On the other side, alopecia areata (AA) is an autoimmune non‐scarring condition marked by the sudden loss of eyebrows resulting from the immune system's mistaken attack on hair follicles, which could also be a consideration following brow lamination (Figure 2) [1, 55]. Recent findings revealed elevated levels of oxidative stress index (OSI) and total oxidant capacity (TOC), alongside a decrease in total antioxidant capacity (TAC) among AA patients [56]. The diminished TAC compromises the body's ability to neutralize the ROS molecules and counteract the oxidative stress [56]. This imbalance may heighten oxidative damage within the hair follicles, potentially triggering the apoptosis of hair follicle cells and subsequent hair loss [56]. AA can be a manifestation in people who have done brow lamination due to the effect of thioglycolates compounds on this molecular metabolism.

Inflammation, and the release of pro‐inflammatory cytokines triggered by chemical hair treatments or other factors, can disrupt metabolic processes in the body, including fatty acid oxidation [36]. A study reported that TGA inhibited fatty acid oxidation, leading to a decrease in β‐hydroxybutyrate (βHB) levels in the plasma [9]. This disruption can lead to a decrease in βHB and its derivative, d‐3HB [9]. D‐3HB has been implicated in various physiological processes, including the promotion of cell growth and proliferation [57]. Therefore, decreased d‐3HB levels due to inflammation‐induced alterations in βHB metabolism may compromise the health and function of hair follicles, potentially contributing to hair loss (Figure 2) [57].

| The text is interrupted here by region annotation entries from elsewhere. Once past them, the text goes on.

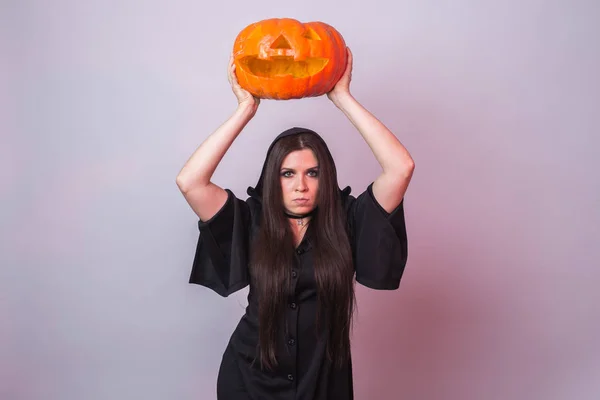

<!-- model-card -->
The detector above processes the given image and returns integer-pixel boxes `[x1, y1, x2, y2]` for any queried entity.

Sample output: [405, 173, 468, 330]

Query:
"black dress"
[189, 126, 407, 400]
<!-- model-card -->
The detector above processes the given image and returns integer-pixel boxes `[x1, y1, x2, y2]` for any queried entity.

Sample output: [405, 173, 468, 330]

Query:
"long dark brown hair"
[250, 133, 355, 368]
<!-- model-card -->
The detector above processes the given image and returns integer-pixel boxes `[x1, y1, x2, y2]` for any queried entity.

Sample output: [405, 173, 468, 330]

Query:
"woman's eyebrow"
[281, 165, 319, 171]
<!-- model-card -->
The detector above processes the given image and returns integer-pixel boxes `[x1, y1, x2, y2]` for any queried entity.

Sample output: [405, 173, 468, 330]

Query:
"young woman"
[177, 49, 414, 400]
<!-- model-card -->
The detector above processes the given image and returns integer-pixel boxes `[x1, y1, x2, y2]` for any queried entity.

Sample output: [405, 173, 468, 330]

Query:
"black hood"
[247, 127, 351, 202]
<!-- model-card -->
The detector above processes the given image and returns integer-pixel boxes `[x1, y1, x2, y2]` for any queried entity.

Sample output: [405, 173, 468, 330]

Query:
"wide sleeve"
[346, 183, 408, 290]
[189, 189, 251, 297]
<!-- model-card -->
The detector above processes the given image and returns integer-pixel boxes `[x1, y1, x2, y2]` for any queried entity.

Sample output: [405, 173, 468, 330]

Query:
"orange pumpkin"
[233, 18, 347, 100]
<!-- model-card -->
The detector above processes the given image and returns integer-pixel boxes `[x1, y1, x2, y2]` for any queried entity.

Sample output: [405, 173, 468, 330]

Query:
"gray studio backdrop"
[0, 0, 600, 400]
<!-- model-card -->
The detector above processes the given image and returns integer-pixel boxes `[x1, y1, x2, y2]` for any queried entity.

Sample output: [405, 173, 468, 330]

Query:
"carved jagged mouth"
[240, 56, 329, 78]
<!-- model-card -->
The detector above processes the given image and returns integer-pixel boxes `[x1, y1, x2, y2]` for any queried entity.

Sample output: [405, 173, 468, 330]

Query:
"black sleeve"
[347, 183, 408, 290]
[189, 189, 251, 297]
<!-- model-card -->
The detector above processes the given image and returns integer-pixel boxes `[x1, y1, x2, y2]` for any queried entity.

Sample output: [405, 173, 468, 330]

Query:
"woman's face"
[279, 149, 319, 214]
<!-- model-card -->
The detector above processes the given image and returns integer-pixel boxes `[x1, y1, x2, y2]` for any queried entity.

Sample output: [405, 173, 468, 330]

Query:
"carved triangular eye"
[302, 27, 321, 40]
[271, 35, 292, 49]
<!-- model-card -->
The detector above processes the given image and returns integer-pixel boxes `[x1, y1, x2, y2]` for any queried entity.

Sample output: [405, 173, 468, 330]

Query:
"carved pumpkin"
[233, 18, 347, 100]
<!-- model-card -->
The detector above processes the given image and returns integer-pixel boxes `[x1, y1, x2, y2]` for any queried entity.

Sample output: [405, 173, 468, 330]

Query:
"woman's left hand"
[327, 47, 352, 107]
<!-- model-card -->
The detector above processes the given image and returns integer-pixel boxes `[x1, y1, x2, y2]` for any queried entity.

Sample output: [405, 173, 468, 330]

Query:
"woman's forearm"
[177, 104, 256, 192]
[335, 94, 414, 174]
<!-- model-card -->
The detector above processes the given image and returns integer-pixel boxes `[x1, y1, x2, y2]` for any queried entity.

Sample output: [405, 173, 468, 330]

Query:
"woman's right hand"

Constant scratching and rubbing, triggered by dermatitis caused by the chemical treatments used in brow lamination, can lead to a clinical feature known as Hertoghe's sign or Queen Anne's sign, characterized by the loss of the outer lateral third of the eyebrows (Figure 2) [55].

4. The Systemic Effects That the Brow Lamination Technique Might Have

4.1. The Potential Impact on Fertility Due to This Technique

Thioglycolates are chemicals that can disrupt hormonal balance in the body, potentially affecting reproductive function [21, 58, 59]. While direct evidence on the reproductive effects of thioglycolate exposure is lacking, some studies have shown reproductive toxicity, including effects on fertility and fetal development in animal models [21, 58, 59].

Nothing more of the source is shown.